This election season is like none other I can remember in my lifetime (though truthfully I wasn’t always paying attention!) It seems like everybody is at each other’s throats and there is so much volatility that it’s tempting to just stay off social media. But on the other hand, the concerns being raised are complex and worthy of thoughtful engagement and discussion.
How do you find a healthy balance?
You may have some very worthwhile talking points that you want to share. If it’s heavy on your heart, then you should do so. There are very important issues being discussed that affect women, minority groups, people of faith, first responders and the disability community right now (totally random order here.)
The old days when we got our news from the morning paper or evening news are over. Now we have a 24/7 news cycle. Blogging and social media give those with an inclination to write a natural outlet to express their thoughts. This is both good and bad. There are a lot of eloquent people out there worth following, while others are just spreading division.
There is a lot of anger and hurt out there on a number of issues. People who have been stuffing their thoughts and feelings for years are finding healing in coming out of the shadows and voicing what happened to them. Social media has given a voice to the formerly voiceless. This is good and helps to bring awareness to important issues particularly discrimination which has impacted many of us.
However, before you share that great article or post a political opinion on social media, give it some serious reflection and consider the following:
*Have you researched the information? Is it accurate?
*Can you effectively handle the disagreement and ugliness that your post might trigger, no matter how heartfelt your intentions were when you wrote it?
*Are you ready to spend a few days babysitting your Facebook thread so that it doesn’t get out of hand?
*How well do you handle online stress? (For me, it sets off my dystonia-induced head tremors so for the most part I try to avoid it unless I think it’s that important.

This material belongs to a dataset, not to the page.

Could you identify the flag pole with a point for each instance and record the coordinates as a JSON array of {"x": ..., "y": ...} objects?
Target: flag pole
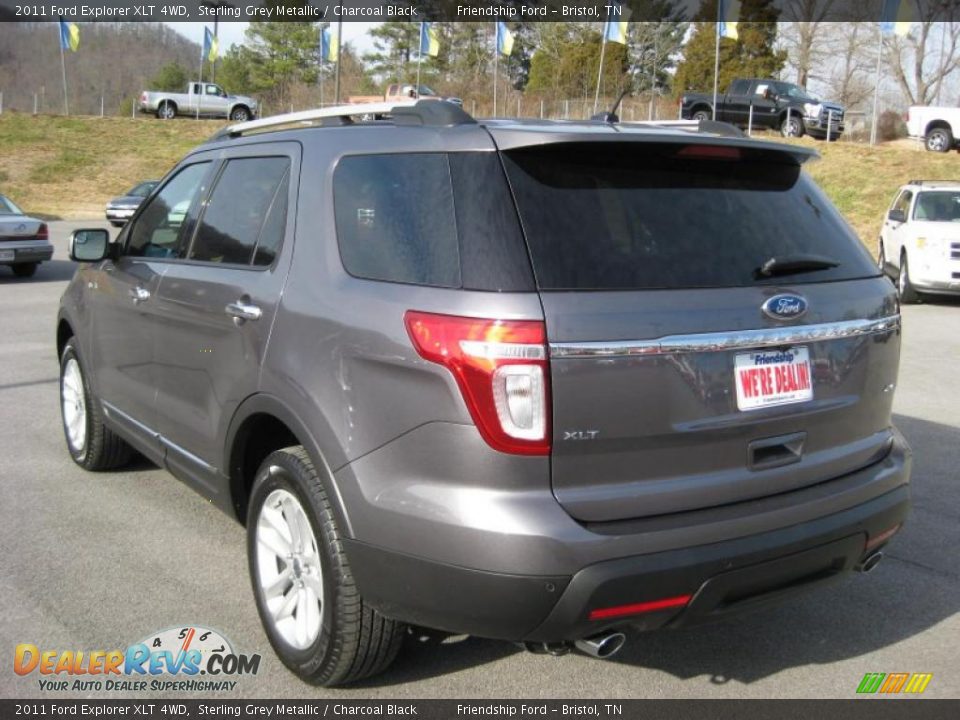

And some things are.)
*Are you ready to potentially be unfriended by people you’ve been FB friends for years?
*Have you considered the ethnic and cultural diversity of your online friends who probably have had very different life experiences from you and are being triggered by the sensationalistic news headlines?
How to Survive on Social Media This Election Season
Many people wonder if they should just turn it all off until after Election Day. But social media has become an integral way that many of us communicate with each other. And for those of us who are homebound, bloggers or work virtually, getting online is essential. It really is quite possible to do this and preserve your sanity.
*Turn off all notifications.
*Consider removing the Facebook app from your phone.
*Set times to check Facebook and Twitter. Then stick with them.
*When on Facebook, learn to walk away. Scroll on by without reacting. Don’t read comment threads. You don’t have to respond to every crazy opinion that’s out there. If certain topics are triggering you, unfollow the people who are posting them.
*Don’t go online when you’re tired. Or if you’ve taken a muscle relaxer or any medications. (Ask me how I know.)
*If you feel you must reply to an opinion, think carefully about it. Consider the source. Remember that most people will probably skim threads and really not read through that thoughtful response you just spent 10 minutes or more crafting and then type something thoughtless.
*Filter your feed. I’ve found this to be a little harder on mobile but I’ve set notifications for bloggers and pages that I enjoy, read those first and try to resist random scrolling as much as possible. On my desktop, I can also just choose “Pages” feed.
*Spend more time on Instagram or Pinterest. They’re happier places.
*Stop scrolling period. Be intentional online and just check in with your close friends and favorite pages. And as much as you can, just turn everything off and go outside.
You know, all of us should make more of an effort to engage with people in person instead of only online. Online communication can just magnify our differences. Try to meet and start conversations with people from different backgrounds who live in different neighborhoods and don’t vote or look like you. We should break bread and engage in meaningful conversation with each other and share our stories. We’ll probably find that we have a lot more in common with each other than we thought.
I’ve also come to believe that sometimes we’re better off not knowing everyone’s political views. Online communication can put a strain or even destroy real life relationships. Those long, drawn out threads rarely change minds and often cause hard feelings. Think carefully before you post or reply.